Yeah, that stung. But I need to tell the truth from here on out, and I know some of it is going to hurt like bloody hell. “Do you want me to lie?”
“Of course not.”
“Well, then, here’s the truth. When I walked into the bar that night and I laid eyes on you, I couldn’t look away. When I asked you to go back to the hotel, it wasn’t to get you into my bed. I just wanted to spend as much time with you as I could because you fascinated me. That night? I thought it was one-and-done, and I know you did too. I was shocked to see you sleeping in the seat next to me on the plane. What were the odds? There I was all morning, trying to figure out how I could see you again, because one night just wasn’t enough, and there you were. Hollywood writers couldn’t script that.”
Maeve’s eyes are widening with every word. I don’t know if it’s a good or bad sign, but she hasn’t left yet. That has to be good, right?
“When I figured out who you were, I felt awful. I wrestled with myself for that entire conversation if I should tell you that I was the mystery client. I’m sorry. I’m an asshole.”
Her arms go back to cross. “Why am I here today? Why did you finally keep the meeting?”
I lean down and rest my elbows on my legs. Groveling is hard work. “When I realized it was you, it hit me how rude I’d been and how much I hadn’t respected your schedule or time. So I told Kat to make it work.”
“So this is pity? I’m only here because I slept with you?”
Ouch. That stung.
But she’s right. No use in lying about it now.
“If you were a stranger? No, you wouldn’t be here.”
“Wow,” she says, dragging the word out for an extra beat. “Well, thanks for being honest?”
“It’s not like that,” I say. Though I’m not sure if that’s the truth.
“Then please, Logan. Explain.”
It’s my turn to stand now. I can feel that I’m running out of time before she storms out. “I canceled because I would rather do literally anything other than talk about furniture or decorations. In many ways I’m still that broke nerdy bloke from Birmingham.”
“You’re a literal billionaire.”
I shrug. “I might have ten figures in my bank account, but I am who I am.”
“Great. Only I would get a frugal billionaire for a client.”
I try not to let my face show that she just called me a client. I doubt she realizes she said that, so I’m going to let it sit and not press my luck.
“Kat’s the one insisting I have the house professionally decorated. Something about me fitting in with Nashville elite and hosting fundraisers or meetings or something.”
“Or that you’re an adult and you can’t use milk crates as TV stands anymore.”
Oh, that trusty milk crate. It was blue and sturdy and perfect.
“That too. Kat finally convinced me I needed this done, but because I’m a pain, I kept finding reasons for her to cancel it.”
“Six times.”
I hang my head. “Yes. Six times. And I’m so sorry for that. I admit, I never considered what it was doing to the designer’s—I mean, your—schedule.
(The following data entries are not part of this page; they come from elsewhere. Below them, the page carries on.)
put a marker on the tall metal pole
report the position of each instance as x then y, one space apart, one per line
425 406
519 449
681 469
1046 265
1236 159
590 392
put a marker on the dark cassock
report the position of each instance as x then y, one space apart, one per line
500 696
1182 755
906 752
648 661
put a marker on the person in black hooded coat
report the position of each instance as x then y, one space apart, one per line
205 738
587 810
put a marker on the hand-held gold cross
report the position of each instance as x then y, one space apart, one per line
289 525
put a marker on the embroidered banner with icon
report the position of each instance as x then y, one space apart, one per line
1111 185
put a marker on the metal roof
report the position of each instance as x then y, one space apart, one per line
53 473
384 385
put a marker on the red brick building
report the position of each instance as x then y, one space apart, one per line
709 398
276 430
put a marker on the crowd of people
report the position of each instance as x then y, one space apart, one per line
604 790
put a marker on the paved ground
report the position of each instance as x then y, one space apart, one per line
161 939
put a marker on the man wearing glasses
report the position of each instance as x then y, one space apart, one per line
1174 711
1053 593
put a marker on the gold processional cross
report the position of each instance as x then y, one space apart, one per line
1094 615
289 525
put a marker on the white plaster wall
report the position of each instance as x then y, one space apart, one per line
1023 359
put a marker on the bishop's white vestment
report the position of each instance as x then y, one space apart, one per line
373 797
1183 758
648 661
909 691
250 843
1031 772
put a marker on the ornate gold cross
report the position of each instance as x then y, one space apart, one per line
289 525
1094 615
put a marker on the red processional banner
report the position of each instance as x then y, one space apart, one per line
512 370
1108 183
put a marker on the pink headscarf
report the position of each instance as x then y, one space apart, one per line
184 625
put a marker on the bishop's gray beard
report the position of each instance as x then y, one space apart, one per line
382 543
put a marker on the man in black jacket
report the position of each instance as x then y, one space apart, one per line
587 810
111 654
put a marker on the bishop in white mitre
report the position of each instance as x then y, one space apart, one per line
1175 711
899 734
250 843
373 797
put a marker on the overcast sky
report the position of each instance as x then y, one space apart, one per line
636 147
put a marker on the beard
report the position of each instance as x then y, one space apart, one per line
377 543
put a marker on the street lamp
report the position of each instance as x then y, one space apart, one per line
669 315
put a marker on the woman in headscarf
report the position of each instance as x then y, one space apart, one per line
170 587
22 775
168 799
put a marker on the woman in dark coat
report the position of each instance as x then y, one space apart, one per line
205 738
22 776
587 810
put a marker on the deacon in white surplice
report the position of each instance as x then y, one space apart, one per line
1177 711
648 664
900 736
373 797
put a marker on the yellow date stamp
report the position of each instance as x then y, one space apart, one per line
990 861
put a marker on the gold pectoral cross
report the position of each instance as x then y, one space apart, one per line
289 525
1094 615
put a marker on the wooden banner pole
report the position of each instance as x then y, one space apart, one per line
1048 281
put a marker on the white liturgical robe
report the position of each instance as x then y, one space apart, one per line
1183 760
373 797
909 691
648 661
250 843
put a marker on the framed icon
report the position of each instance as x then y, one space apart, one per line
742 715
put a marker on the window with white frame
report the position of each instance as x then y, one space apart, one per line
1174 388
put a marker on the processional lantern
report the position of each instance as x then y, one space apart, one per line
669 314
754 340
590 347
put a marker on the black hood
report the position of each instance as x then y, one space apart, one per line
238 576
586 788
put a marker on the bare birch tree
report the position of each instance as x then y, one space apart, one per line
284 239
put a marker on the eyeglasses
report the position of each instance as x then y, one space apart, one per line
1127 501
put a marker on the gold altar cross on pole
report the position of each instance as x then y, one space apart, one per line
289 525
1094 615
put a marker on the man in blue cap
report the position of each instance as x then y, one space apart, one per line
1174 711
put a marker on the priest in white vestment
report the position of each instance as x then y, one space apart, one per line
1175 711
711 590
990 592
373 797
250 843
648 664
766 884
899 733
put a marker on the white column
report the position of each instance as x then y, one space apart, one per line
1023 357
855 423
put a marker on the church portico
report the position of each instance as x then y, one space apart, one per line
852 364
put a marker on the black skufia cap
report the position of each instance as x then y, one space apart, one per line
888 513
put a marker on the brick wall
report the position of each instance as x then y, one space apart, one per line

I was selfish. And when I realized yesterday it was you, yes, I had her put the meeting back on. And yes, it had to do with our night together. I’d be a liar if I said it wasn’t.”
I take a step toward her, hoping she can see the regret on my face.
“But more than that, I had her reschedule because I want to work with you. I want to see you turn this place into something beautiful. When I walked in, and your eyes were closed, you were envisioning the space, weren’t you?”
She doesn’t say anything, but I take that as a yes.